Thursday, April 5, 2007
Bear Bones May Provide Key to Osteoporosis
Bears don’t go to Florida when the snow flies, but they get to do the next best thing: curl up in a den and sleep away the winter.
If people did this, according to the prevailing medical wisdom, we’d wake up in the spring with a colossal appetite and bones the texture of sugar cookies. Bears, however, seem to have a special mechanism that protects them from developing weak bones, even though they sometimes lay around for months at a time.
Dr. Seth Donahue, an assistant professor in Michigan Tech’s Department of Biomedical Engineering, has been trying to figure out how bears manage to avoid osteoporosis, despite their sedentary ways.
The answer may lie in their hormones.
As in humans, bear bone tissue does break down during inactivity. However, while human bones don't rebuild while their owners are inactive, bears seem to be able to recycle their calcium with almost total efficiency. Even mother bears, who give birth and nurse their cubs during winter hibernation, don't lose bone density.
Donahue made this discovery while a doctoral student at Pennsylvania State University, analyzing blood serum from radio-collared bears. The results were published in the journal “Clinical Orthopaedics and Related Research.”
He’s continuing his work at Michigan Tech, trying to determine which hormones—or other molecules—help bears resist osteoporosis. He is also studying the bones of black bears donated by Upper Peninsula hunters.
Donahue and graduate student Kristin Harvey have been taking small sections from bear leg bones and observing them under a microscope to see if, as bears age, the bones are becoming more porous, a sign of osteoporosis. They aren’t.
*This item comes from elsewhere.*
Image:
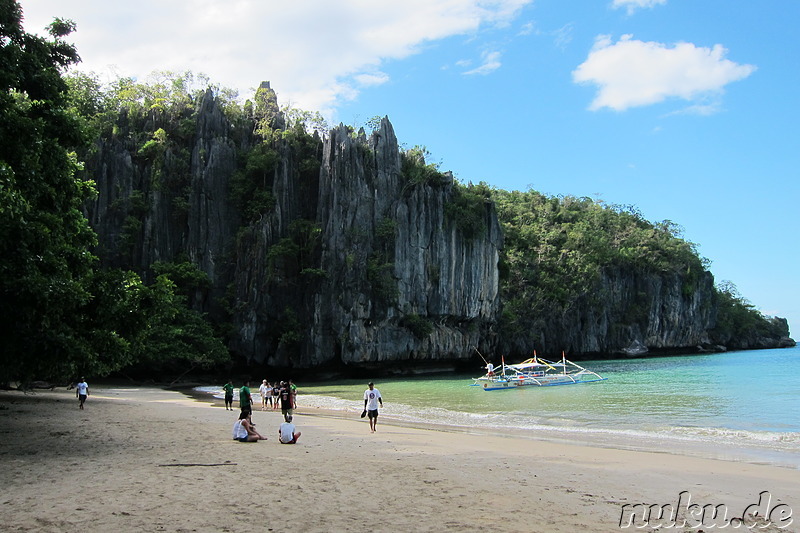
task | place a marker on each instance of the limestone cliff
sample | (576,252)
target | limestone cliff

Chemical analysis of the bones also shows that they aren’t losing minerals, which are essential for strength.
Lastly, they have also been subjecting small pieces of bone to varying degrees of mechanical pressure, to determine how much stress is required to cause a breakage. No matter what the bears’ age, their bones are remarkably strong.
“Their teeth have rings, like trees, so we know exactly how old they are,” Donahue said. “Our preliminary results suggest that their bone density and fracture strength remains high, even as they age.”
“Bears aren’t affected by these annual periods of disuse, while other species have negative consequences,” he said.
Donahue thinks the key to bone health in bears may be a hormone that regulates calcium uptake. “It’s possible that the bears’ hormone has just a couple of amino acids out of sequence,” he said. If that’s the case, then maybe it would be possible to produce that hormone synthetically and prescribe it to people suffering from osteoporosis.
“Now, we don't have a treatment that works,” he said. “A few therapies slow down bone loss, but nothing can recover bone that's already been lost.”
One hundred years ago, osteoporosis was rare. But now, as people routinely live into their 70s, 80s and longer, it can degrade the quality of life.
As we get older, broken bones can be slow to heal and can cause chronic pain. Plus, most elderly patients are ill equipped to handle the stress of surgical treatment, and as a result their lives can be shortened. Approximately 24 percent of individuals over age 50 die within a year following a hip fracture.
Plus, the cost of treating and caring for the victims of osteoporosis runs into the billions of dollars.
According to the National Osteoporosis Foundation, osteoporosis is responsible for more than 1.5 million fractures annually (300,000 hip fractures, 700,000 vertebral fractures, 250,000 wrist fractures and 300,000 fractures at other sites).
In 2001, an estimated $17 billion was spent on the care of patients with osteoporotic and associated fractures in hospitals and nursing homes. Public health officials expect all these figures to climb as the numbers of frail elderly rise.
Donahue plans to publish the results of his most-recent research soon. He’s hoping to garner funding to begin studying the calcium-regulating hormone in bears. The calcium-regulating hormones are proteins, and determining their structure is a complicated and expensive process.
But the study of bears’ unique resistance to osteoporosis shows unusual promise, he believes. “It’s a model that shows a lot of potential,” Donahue said. “It’s naturally occurring, so we already know it works.”
Ultimately, all we need to know is whether it could work as well in people as it does in bears.